UNI began climbing shortly after the voting period opened at 03:50 UTC on December 20, according to Uniswap management data. A one-day UNI-USD chart from TradingView shows the sharpest leg of the rally unfolding in the early hours of the voting window, with the price breaking out of the $5.40-$5.50 range and continuing to trend higher throughout the day, along with increasing trading volume.
Around At 19:30 UTC, UNI was trading near $6.27, up about 19% on the day. The move stood out against a relatively muted broader market, with bitcoin consolidating near $88,300 and ether trading slightly lower around $2,976. The total crypto market capitalization increased by around 1% during the same period, underscoring UNI’s relative outperformance.
The vote centers on a sweeping government proposal known as “Unification”, a name that reflects its aim to align Uniswap’s financial incentives, governance structure and development efforts under a single framework. If approved, the proposal will implement protocol fees across Uniswap v2 and select v3 pools, directing these fees into a programmatic mechanism that burns UNI tokens.
The proposal also includes a retroactive burning of 100 million UNI from the treasury, meant to approximate the amount that could have been burned if protocol fees had been active since Uniswap’s early years. Additional components will direct Unichain sequencer fees into the same burning mechanism and introduce new auction-based systems designed to internalize MEV while improving liquidity providers’ returns.
In addition to fee activation, the proposal formalizes a closer operational alignment between Uniswap Labs, the Uniswap Foundation and on-chain governance. Under the plan, Labs would focus on protocol development and growth while removing fees from its interface, wallet and API. Development and ecosystem initiatives will be funded through an administratively approved growth budget.
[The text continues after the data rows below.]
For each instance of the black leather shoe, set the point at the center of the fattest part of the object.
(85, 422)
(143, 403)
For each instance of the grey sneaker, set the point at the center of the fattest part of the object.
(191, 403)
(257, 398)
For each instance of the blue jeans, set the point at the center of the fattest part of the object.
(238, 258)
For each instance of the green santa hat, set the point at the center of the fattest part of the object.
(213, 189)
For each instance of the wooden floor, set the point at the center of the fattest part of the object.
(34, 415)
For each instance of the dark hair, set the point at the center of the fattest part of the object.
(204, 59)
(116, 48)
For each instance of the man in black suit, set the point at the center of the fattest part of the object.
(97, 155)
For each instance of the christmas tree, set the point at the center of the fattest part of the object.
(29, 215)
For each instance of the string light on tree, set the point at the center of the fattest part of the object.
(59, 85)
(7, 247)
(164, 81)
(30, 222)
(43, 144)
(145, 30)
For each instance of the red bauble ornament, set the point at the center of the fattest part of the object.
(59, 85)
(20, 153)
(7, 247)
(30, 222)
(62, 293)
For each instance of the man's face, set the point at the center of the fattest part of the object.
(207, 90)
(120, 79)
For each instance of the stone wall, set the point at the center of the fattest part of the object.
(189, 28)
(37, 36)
Although Uniswap governance has discussed enabling protocol fees for years, previous efforts to do so have stalled due to regulatory uncertainty and disagreement over incentive design. The opening of formal on-chain voting appears to have catalyzed renewed market interest, with traders positioning themselves around the opportunity for direct value addition tied to Uniswap’s dominant trading volumes.
Early voting data showed overwhelming support for the proposal, though voting remains open until 1 p.m. 18:14 UTC on December 25th. Although the outcome is not yet final, the timing of UNI’s rally suggests that the market is reacting to the start of the governance process itself and the prospect of a structural shift in how value flows back to the UNI holder.